Go contains a scanner package that can be used to tokenize any source code written in Go. This post will provide an outline of how to use the scanner package in Go.
What is tokenization?
Tokenization is the method a source code is parsed to different tokens or identifiers. It is an important step used in compilation. The generated tokens are then fed to a parser to parse the expression.
Required imports
To use tokenizer we need to import the scanner package. We also need the token package for the EOF token.
import "go/scanner"
import "go/token"
Tokenization using the scanner
To tokenize a source string we first declare a scanner type available from the package.
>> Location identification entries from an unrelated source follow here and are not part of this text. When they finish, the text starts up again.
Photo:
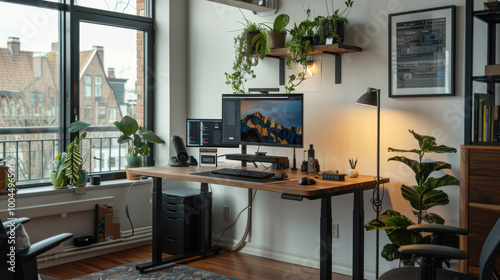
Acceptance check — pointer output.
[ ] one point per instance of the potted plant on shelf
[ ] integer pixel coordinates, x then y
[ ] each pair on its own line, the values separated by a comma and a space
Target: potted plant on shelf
276, 35
422, 197
244, 60
136, 138
334, 25
299, 47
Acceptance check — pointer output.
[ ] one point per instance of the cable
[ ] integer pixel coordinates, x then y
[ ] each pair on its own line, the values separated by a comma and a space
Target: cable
126, 210
224, 230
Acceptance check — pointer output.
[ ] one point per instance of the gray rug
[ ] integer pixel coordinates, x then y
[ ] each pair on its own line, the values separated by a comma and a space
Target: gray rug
164, 272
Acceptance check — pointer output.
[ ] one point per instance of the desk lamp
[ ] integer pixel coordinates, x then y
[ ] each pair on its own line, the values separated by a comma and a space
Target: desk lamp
372, 98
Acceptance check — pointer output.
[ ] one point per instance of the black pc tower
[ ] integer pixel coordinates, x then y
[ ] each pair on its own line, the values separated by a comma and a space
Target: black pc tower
180, 220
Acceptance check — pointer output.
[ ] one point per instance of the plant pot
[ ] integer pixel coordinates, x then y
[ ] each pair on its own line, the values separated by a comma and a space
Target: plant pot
131, 162
315, 40
85, 178
253, 34
336, 31
276, 41
59, 182
353, 173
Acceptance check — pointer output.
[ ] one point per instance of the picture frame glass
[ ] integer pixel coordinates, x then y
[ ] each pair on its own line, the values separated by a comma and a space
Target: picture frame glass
422, 53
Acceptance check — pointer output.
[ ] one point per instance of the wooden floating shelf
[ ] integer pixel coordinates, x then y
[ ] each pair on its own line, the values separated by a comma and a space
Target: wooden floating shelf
319, 49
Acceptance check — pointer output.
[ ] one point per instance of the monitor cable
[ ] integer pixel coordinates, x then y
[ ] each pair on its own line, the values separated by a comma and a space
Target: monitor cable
127, 212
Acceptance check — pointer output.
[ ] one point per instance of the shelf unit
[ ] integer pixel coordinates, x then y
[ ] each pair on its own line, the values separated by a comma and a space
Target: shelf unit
333, 49
491, 18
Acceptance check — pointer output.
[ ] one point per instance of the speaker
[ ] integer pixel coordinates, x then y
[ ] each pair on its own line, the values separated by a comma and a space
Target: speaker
181, 156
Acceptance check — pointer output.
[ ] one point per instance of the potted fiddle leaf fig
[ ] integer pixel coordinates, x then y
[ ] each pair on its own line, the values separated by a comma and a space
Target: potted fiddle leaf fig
422, 197
136, 138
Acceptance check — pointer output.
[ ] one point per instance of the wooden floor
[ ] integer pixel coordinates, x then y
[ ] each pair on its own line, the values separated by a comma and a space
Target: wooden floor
237, 265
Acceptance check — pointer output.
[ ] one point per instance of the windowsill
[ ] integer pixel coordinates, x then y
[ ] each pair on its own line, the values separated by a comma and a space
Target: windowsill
50, 190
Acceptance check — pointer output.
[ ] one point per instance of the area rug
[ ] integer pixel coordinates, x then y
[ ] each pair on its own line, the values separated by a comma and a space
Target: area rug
164, 272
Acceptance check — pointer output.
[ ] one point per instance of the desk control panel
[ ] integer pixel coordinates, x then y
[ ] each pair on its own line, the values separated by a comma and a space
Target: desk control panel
291, 196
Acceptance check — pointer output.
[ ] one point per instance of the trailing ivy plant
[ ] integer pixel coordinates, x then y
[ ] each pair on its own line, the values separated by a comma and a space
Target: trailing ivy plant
422, 197
244, 61
299, 48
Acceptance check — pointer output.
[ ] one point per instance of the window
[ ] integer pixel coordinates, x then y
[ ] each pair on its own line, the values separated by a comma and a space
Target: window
34, 28
88, 86
41, 100
112, 115
98, 85
33, 99
101, 117
88, 114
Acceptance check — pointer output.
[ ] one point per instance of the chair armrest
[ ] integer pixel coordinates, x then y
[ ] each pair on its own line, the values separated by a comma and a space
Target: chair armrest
16, 222
437, 228
436, 251
43, 246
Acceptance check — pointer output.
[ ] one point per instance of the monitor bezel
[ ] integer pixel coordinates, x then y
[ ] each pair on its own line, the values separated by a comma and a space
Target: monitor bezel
270, 96
201, 146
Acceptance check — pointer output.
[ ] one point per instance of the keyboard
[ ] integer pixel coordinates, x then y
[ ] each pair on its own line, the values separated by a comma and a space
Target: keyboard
243, 173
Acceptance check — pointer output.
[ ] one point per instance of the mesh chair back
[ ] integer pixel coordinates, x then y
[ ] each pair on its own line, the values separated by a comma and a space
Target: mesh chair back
490, 253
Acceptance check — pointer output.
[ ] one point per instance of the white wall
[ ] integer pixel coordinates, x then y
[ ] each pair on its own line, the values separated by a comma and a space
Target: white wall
333, 123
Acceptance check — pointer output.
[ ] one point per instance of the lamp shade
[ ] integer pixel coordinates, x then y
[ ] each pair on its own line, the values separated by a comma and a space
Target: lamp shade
369, 98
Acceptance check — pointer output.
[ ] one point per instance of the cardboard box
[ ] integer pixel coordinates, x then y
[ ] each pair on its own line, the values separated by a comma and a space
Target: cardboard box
491, 70
108, 223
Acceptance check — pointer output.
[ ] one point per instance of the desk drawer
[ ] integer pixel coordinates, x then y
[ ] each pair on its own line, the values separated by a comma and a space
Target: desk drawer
484, 190
484, 163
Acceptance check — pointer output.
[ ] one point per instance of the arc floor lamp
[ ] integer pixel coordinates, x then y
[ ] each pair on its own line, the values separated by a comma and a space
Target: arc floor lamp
372, 98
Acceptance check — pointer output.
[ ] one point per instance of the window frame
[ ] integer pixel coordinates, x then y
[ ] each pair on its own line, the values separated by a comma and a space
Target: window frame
70, 16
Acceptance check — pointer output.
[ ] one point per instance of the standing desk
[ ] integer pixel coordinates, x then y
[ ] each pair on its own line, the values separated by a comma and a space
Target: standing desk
323, 190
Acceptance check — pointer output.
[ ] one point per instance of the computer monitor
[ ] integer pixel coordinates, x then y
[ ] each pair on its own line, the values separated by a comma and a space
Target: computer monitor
205, 133
263, 119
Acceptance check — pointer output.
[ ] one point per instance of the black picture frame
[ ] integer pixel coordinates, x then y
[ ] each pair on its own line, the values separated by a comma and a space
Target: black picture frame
422, 53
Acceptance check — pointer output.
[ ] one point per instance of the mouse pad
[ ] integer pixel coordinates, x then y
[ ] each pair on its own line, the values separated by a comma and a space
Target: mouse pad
246, 179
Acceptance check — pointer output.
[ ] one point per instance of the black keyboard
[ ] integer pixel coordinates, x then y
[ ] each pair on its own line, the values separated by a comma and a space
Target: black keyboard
243, 173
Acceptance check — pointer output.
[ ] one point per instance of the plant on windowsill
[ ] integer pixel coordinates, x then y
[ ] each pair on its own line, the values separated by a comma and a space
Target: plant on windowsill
136, 138
244, 60
422, 197
68, 166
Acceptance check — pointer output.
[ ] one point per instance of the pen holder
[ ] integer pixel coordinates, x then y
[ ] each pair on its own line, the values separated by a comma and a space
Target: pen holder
353, 173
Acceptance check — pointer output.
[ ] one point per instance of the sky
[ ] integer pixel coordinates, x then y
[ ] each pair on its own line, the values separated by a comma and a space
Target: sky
286, 112
37, 29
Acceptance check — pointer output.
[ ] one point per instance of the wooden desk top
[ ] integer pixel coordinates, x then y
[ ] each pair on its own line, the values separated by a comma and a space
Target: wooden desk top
291, 186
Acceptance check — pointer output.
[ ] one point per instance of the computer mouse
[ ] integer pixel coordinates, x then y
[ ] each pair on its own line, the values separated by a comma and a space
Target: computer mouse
281, 175
307, 181
192, 161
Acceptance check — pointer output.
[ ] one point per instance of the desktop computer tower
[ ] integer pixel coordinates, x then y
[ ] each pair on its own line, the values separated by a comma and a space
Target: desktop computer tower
180, 220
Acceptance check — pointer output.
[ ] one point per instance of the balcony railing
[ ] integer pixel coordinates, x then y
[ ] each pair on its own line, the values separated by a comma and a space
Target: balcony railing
34, 157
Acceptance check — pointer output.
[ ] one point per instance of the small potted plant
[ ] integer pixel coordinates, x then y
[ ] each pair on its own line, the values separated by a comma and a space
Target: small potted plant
334, 25
276, 35
244, 60
136, 138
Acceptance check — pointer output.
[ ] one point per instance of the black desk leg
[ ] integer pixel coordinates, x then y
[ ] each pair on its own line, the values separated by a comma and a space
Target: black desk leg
358, 240
205, 211
157, 195
325, 264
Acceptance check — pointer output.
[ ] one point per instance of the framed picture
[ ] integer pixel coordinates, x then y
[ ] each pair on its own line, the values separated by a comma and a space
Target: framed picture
422, 53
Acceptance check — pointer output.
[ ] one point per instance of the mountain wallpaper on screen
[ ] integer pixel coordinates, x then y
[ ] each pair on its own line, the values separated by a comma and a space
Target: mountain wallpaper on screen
261, 129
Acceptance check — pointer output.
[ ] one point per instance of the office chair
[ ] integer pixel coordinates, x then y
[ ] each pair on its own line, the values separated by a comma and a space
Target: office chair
430, 253
23, 261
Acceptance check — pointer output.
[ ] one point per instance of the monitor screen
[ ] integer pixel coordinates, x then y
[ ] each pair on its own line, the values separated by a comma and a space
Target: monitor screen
268, 119
205, 133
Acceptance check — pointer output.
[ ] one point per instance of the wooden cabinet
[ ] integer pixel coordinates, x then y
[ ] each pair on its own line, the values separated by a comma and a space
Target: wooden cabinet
479, 200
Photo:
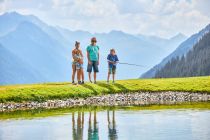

Then we repeatedly scan each line and tokenize it.
package main
import (
"fmt"
"go/scanner"
"go/token"
)
func main() {
// src is the input that we want to tokenize.
src := []byte("func main(){}")
// Initialize the scanner.
var s scanner.Scanner
fset := token.NewFileSet() // positions are relative to fset
// register input "file"
file := fset.AddFile("", fset.Base(), len(src))
s.Init(file, src, nil /* no error handler */, scanner.ScanComments)
for {
pos, tok, lit := s.Scan()
if tok == token.EOF {
break
}
fmt.Printf("%s\t%s\t%q\n", fset.Position(pos), tok, lit)
}
}
As can be seen, the func keyword is detected and the main is detected as an identifier. The other brackets, as well as a new line is found too.
The Go scanner tokenizes the input file according to the language rules. It is a pretty important package provided to users who want to do some low-level programming with Go.